Idea Source: Halloween (personal connections)
Activity: This is a culmination of several lessons. Students are being presented with several methods of probing ideas to write. The class has looked at brainstorming and free writing. Today they will look at clustering. The teacher modeled a cluster using the five senses - Halloween night.
The class shared the activity and offered suggestions. Teacher asked why? Looking for connections as a rationale. Colleen cautioned not to be too descriptive! YEAH! Keep it real:)
The students were very involved, enthusiastic, and shared equally. Student/teacher reaction to phrases produced provided a real, instant audience. Students responded well to this.
After exploring the 5 senses, Colleen clarified a sotry needs an idea or a problem - briefly. She accepted several ideas, i.e. creepy house with old man.
Next, as the class reviewed each strategy for ideas, Colleen recorded terms and guidelines on a chart Pre-Writing Ideas. Class generated definitions.
Students then tried out clustering and were asked to choose what strategy worked best for them.
To bring the lesson to closure, Colleen modeled her thinking around using a cluster for writing a story - her favorite - urging them to always write for meaning and use this just to get their thoughts flowing.
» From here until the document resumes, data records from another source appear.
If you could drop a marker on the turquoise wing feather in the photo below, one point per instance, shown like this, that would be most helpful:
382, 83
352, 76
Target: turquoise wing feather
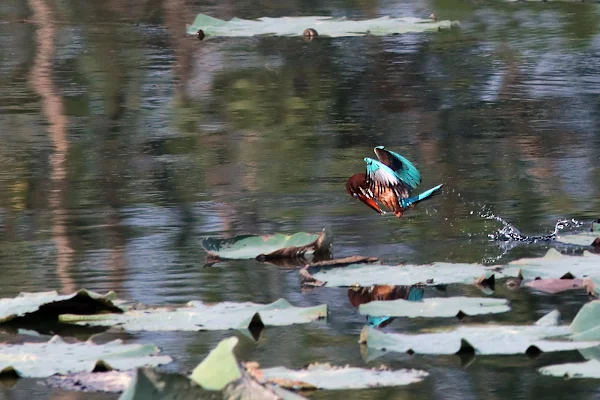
404, 169
382, 174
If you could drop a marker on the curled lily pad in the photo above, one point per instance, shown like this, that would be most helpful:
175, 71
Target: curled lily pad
326, 376
148, 384
40, 360
49, 305
556, 265
205, 26
268, 246
220, 370
108, 381
435, 307
587, 369
555, 285
485, 340
404, 275
579, 239
196, 316
586, 324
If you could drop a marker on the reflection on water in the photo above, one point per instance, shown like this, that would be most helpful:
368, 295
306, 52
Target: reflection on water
124, 143
362, 295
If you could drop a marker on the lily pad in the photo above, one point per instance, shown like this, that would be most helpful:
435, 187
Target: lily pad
435, 307
324, 26
555, 285
587, 369
326, 376
544, 336
220, 370
40, 360
579, 239
268, 246
404, 275
586, 324
196, 316
556, 265
108, 381
148, 384
49, 305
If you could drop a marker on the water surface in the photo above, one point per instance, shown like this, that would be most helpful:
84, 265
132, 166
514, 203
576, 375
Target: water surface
124, 143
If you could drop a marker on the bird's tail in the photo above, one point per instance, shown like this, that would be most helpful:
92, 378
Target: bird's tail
407, 202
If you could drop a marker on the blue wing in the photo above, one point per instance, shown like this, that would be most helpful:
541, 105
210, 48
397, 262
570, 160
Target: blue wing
404, 169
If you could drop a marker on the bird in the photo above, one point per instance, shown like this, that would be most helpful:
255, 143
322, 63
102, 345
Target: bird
390, 180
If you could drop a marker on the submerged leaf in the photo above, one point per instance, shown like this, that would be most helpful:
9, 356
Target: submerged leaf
325, 376
324, 26
268, 246
485, 340
49, 305
38, 360
196, 316
435, 307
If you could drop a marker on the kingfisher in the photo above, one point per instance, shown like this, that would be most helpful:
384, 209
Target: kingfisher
390, 180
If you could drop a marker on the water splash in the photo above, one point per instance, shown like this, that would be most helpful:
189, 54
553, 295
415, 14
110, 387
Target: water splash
510, 233
508, 236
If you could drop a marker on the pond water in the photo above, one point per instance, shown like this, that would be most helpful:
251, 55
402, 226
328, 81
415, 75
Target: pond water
125, 142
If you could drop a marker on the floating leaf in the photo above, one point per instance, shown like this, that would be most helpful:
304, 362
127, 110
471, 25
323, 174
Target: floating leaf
485, 340
196, 316
556, 265
435, 307
108, 381
268, 246
555, 285
403, 275
39, 360
220, 370
579, 239
587, 369
148, 384
324, 26
586, 324
49, 305
325, 376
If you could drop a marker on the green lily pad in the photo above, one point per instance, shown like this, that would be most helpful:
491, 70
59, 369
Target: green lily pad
325, 26
586, 324
40, 360
49, 305
579, 239
489, 339
148, 384
266, 247
556, 265
435, 307
587, 369
404, 275
196, 316
326, 376
220, 370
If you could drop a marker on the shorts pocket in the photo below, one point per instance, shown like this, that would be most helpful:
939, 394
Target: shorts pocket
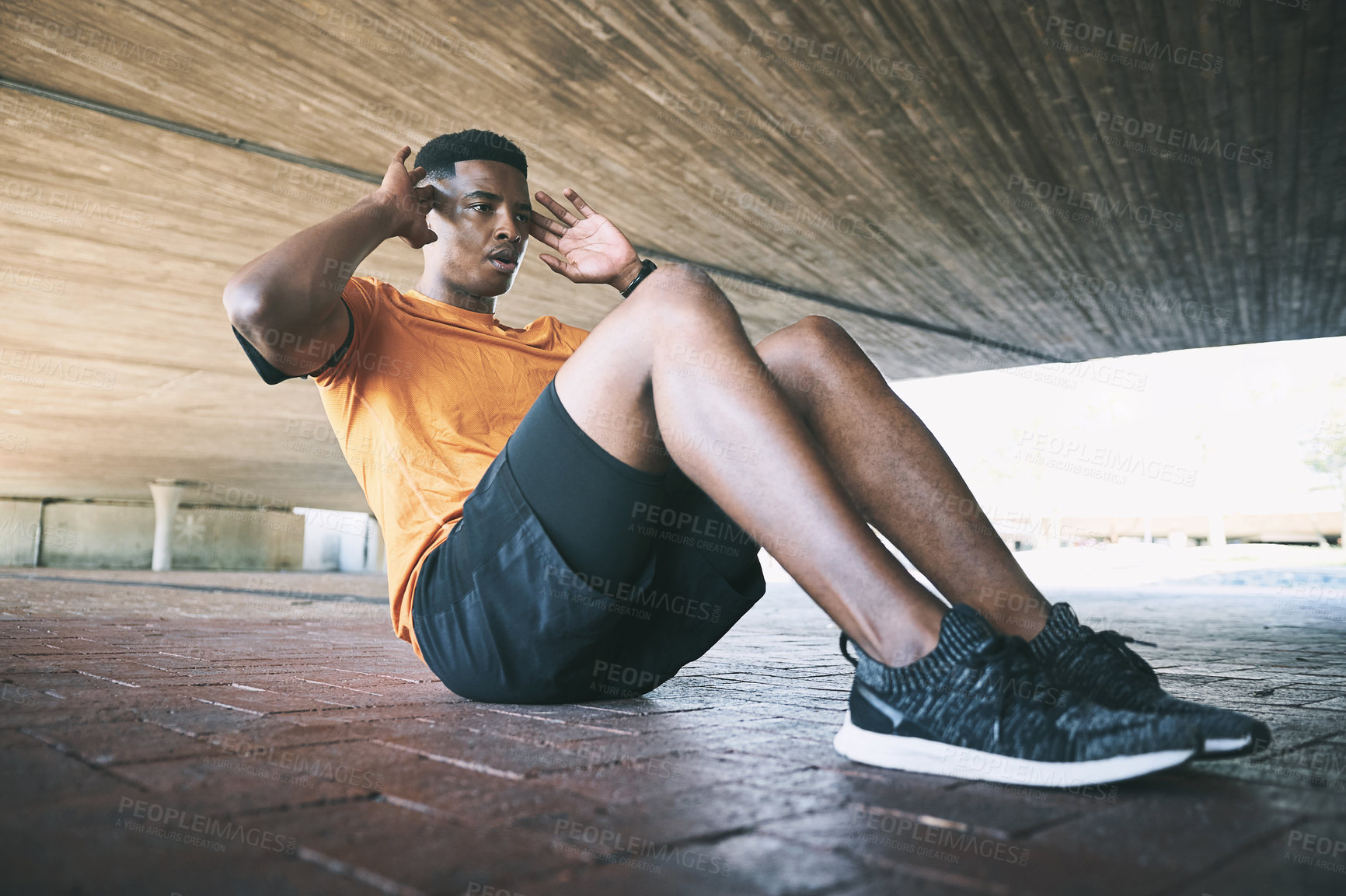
528, 630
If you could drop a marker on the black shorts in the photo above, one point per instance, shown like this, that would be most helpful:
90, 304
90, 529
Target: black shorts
502, 616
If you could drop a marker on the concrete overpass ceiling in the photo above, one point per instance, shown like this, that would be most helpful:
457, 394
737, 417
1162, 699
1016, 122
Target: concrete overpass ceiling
1103, 180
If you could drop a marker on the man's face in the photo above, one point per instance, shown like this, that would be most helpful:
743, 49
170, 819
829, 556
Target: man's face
481, 217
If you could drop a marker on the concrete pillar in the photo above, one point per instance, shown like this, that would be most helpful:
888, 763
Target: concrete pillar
1215, 537
166, 493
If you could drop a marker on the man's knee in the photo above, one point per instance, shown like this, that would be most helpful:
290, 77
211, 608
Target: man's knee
807, 342
682, 295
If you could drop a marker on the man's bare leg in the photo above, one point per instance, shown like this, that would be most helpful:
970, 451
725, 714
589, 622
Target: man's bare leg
898, 475
673, 360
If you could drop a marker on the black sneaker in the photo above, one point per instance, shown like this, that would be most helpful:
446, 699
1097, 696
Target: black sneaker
980, 706
1100, 666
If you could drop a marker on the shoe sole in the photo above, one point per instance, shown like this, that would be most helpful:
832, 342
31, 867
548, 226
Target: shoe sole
933, 758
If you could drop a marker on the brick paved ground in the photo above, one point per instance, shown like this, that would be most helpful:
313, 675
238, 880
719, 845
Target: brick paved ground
312, 754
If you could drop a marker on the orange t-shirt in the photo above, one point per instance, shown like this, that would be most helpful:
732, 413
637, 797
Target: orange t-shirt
421, 403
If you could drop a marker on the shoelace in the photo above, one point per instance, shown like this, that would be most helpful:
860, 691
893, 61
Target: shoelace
1010, 651
1116, 640
1015, 657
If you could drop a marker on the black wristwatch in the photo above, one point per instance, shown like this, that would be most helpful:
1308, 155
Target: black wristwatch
647, 268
She explained to the class that topic might determine the strategy. Students will be expected to choose one strategy to start on their writing later this week.
Students ended the lesson by sharing webs at their tables. They were very excited about the process and gave positive feedback. Colleen followed up by assuring students this is one way good writers get ideas.
- okay to ... so you might find me trying out some language I might use later
- audience - who are you writing for? what do they need to know?
- might write more out so don't loose in mind- monitoring
- for a good story, I need something to happen
- excellent conversation around what we need to provide for readers in order to engage them
- students responded with connections as readers
AHA! - The reading-writing connection supports writers when developing what Graves calls, "the other self."